IDOX is in the midst of considerable change, some of it instigated by the company and some as a result of disruption in its target markets. Firstly, it has chosen to diversify its business. Its path to diversification has taken the form of numerous acquisitions over the last couple of years (see HotViews archive for details). Today, the company announces its latest acquisition - of CTSpace, an engineering and construction sector document management and control business, for £11.6 million (from Sword Group). CTSpace, headquartered in London, had revenues of £12.7 million, EBITDA of £1.7 million and pre-tax profits of £1.3 million in the year to 31st December 2010.
Such acquisitions have taken IDOX into adjacent private sector markets (its traditional stomping ground being local government) - namely the "engineering drawings document management market". And so far so good. Indeed McLaren Software - see IDOX takes on challenge with McLaren purchase - is set to deliver its maiden results showing 27% organic revenue growth. But they have also taken them into international markets. Indeed, today's trading update states that for the first time, in the year to 31st October 2011, IDOX will have delivered "significant" international revenues.
If that wasn't enough change to manage, its traditional local government Market customer base is increasingly buying software and services under outsourcing arrangements. That means that, despite a 14% increase in orders in its UK public sector business, top line revenue growth has been constrained as deals now span about five years on average. Within this order growth, managed services new business orders are up tenfold.
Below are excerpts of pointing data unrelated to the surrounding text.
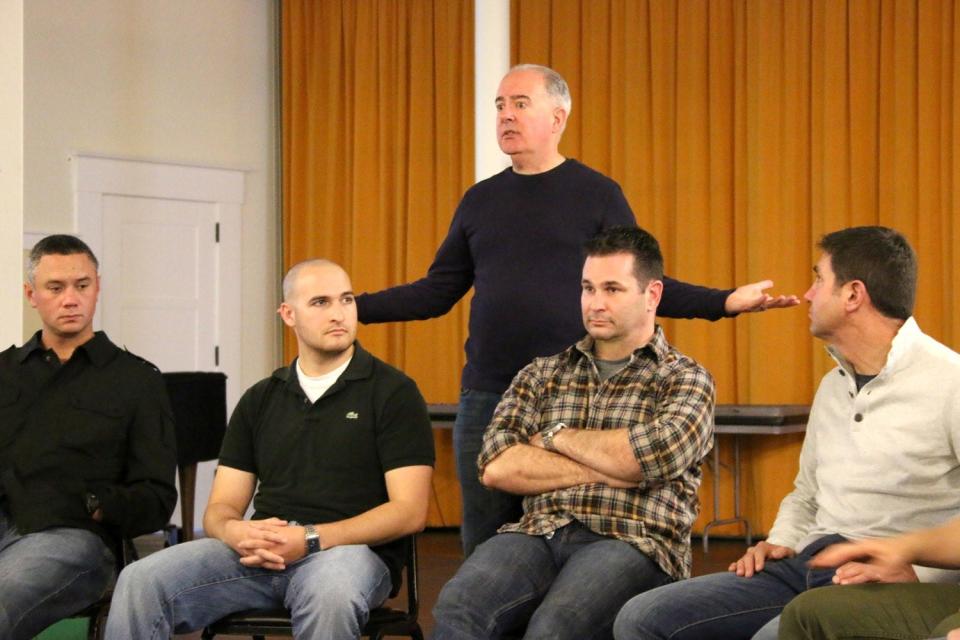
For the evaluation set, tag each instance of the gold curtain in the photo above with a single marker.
(377, 99)
(742, 131)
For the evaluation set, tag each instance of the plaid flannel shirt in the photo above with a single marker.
(665, 399)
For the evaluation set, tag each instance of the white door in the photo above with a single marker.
(159, 290)
(168, 240)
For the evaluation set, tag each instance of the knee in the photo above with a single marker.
(802, 615)
(638, 619)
In December, IDOX signed a "zero infrastructure" contract with the London Borough of Westminster for its planning and building control solution (the council is well know for its zero infrastructure strategy).
Despite all the change, IDOX expects to announce EBITDA and pre-tax profits "well ahead of the 2010 financial year". It is testament to the company's proven ability to make earnings enhancing acquisitions and integrate them successfully (indeed we are increasingly seeing reasons to compare with Capita). McLaren Software, for example, has returned to profitability in the ten months under IDOX's ownership.